Por Symone Miguez
PhD Delft University of Technology, ergonomista sênior certificada pela ABERGO, fisioterapeuta, e soma 25 anos de experiência em gestão ergonômica e consultoria empresarial
Durante anos de prática, na carreira de qualquer profissional, o corpo acumula décadas de estresse físico e mental, coincidindo com o processo natural de envelhecimento, com perda gradual de massa muscular, entre outros impactos fisiológicos.
Entre médicos cirurgiões não poderia ser diferente. Desconfortos osteomusculares nos segmentos corpóreos, coluna lombar, pescoço, ombros, punhos e mãos, são as maiores queixas destes cirurgiões, variando de acordo com o tipo e tempo de cirurgia, bem como a frequência que este cirurgião opera e se prática ou não alguma atividade física regular.
A consequência é o aumento do número de afastamentos, dores crônicas, diminuição da performance cirúrgica, aumento do risco de erros por fadiga física e ou mental, redução da longevidade na carreira e por vezes aposentadorias precoces.
Alguns ergonomistas entenderam que, apesar das limitações de intervenção em um centro cirúrgico, algo deveria ser feito. Surge então os exoesqueletos cirúrgicos, para auxiliar os cirurgiões durante os procedimentos longos. Esta é uma nova tecnologia, diferente do uso da robótica cirúrgica (sistemas Vinci ou Zeus). O foco agora é dar suporte físico direto, para o cirurgião reduzir a fadiga muscular durantes longos períodos em pé.

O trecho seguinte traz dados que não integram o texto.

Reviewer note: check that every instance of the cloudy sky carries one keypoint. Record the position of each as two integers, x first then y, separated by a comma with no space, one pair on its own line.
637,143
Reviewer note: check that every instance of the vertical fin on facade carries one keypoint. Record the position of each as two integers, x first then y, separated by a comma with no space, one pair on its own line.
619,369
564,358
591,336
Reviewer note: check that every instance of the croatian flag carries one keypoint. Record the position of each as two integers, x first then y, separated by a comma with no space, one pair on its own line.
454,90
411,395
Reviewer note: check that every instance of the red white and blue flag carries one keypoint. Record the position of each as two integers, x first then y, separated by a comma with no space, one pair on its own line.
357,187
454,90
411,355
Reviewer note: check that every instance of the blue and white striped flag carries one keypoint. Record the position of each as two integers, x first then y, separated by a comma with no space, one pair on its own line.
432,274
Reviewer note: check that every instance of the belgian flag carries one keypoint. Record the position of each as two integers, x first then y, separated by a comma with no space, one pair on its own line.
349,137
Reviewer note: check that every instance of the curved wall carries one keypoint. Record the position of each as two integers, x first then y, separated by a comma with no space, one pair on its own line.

Estes exoesqueletos vestíveis, apareceram em 2010, sendo mais divulgado em 2015 -2016 com o dispositivo denominado Archelis, desenvolvido no Japão, para aliviar a pressão sobre os membros inferiores e coluna lombar, permitindo que o cirurgião trabalhe semissentado. Podemos categorizar estes exoesqueletos vestíveis em:
1. Passivos (sem motores; suporte postural por molas, barras e sistemas mecânicos). Geralmente usados para dar suporte ao tronco, pernas e braços;
2. Ativos ou Assistidos (com motores elétricos), sendo menos utilizados nos centros cirúrgicos, devido as questões de esterilização, peso, segurança elétrica e interferência no campo operatório. Os benefícios são imediatos, com relatos de redução e ou eliminação de fadiga muscular durante a cirurgia e redução de afastamentos.
Acredito que o uso dos exoesqueletos vestíveis, será em breve uma realidade em muitos hospitais, que se preocupam com a saúde ocupacional de seus cirurgiões e com ambientes de trabalho ergonômicos.